The issue at hand is not your jihad against liberals. The issue at hand is an abortion law, and whether it it good or not. Cherry-picking a couple arguments and pretending that if you disprove one, every other argument that the other side has thrown out is wrong is a chickenshit debate.
So when I ask whether you will be consistent with how you assess the constitutionality of laws, you are asserting that you will pick and choose how you will answer that question? Just trying to be clear here.
There’s millions of lawyers in this country, and I’m sure you can find a reputable expert who explains in some detail that your reading of the law is correct. Instead, we just have you repeating that you read the law, and that Slate is incorrect. You ask others for cites all the time; you should provide cites that your reading is correct. You may be right, who knows? But you have provided no reason whatsoever for anyone to listen to your opinion.
IANAL either, but let’s start with this argument because it’s been repeated several times and I think it’s obviously wrong. Georgia doesn’t have a law against leaving the state to murder a person. If you traveled to New York with a two-year-old in tow, which every state in the Union recognizes as a person, and then murdered that two-year-old in New York, Georgia could not prosecute you for the murder. New York would have to do that. That same logic would apply to an unborn child, except that New York would not prosecute you for it.
Bob needs a kidney, his identical twin brother Doug is a perfect match. Even though it’s a relatively safe medical procedure, and a grown man’s, life, (and the shape of his family’s future!), hangs in the balance, Doug’s rock solid body autonomy insures without question, that no one, not even the state, can force him to give his kidney.
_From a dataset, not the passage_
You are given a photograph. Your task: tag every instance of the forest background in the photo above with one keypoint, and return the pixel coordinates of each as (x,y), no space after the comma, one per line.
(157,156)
His right to body autonomy extends beyond his lifetime and applies even to his corpse. He has to consent for his organs to be taken.
But if Bob impregnates Anne, at six weeks in, quite possibly before she knows she’s pregnant, she has lost all right to body autonomy? She now has no say in any medical risk her body undergoes, or the shape of her family and future?
So, doesn’t it come down to: do all people have full body autonomy? Or just men?
Per Trump and many of his supporters, just men, quite obviously. From pussy grabbing to jailing women for doing certain things to their bodies, it’s quite clear how this administration and many of its supporters view women. They’re okay with women not being in control of their bodies. This is what they want.
I always ask the anti-abortion folks I talk to if they would like to go back to the world like it was before abortion was legal. When men could beat their wives and children, use “I couldn’t help myself” as an excuse for rape, sexually harass women, fire a pregnant single woman, yada, yada, yada. So far, nobody has answered yes.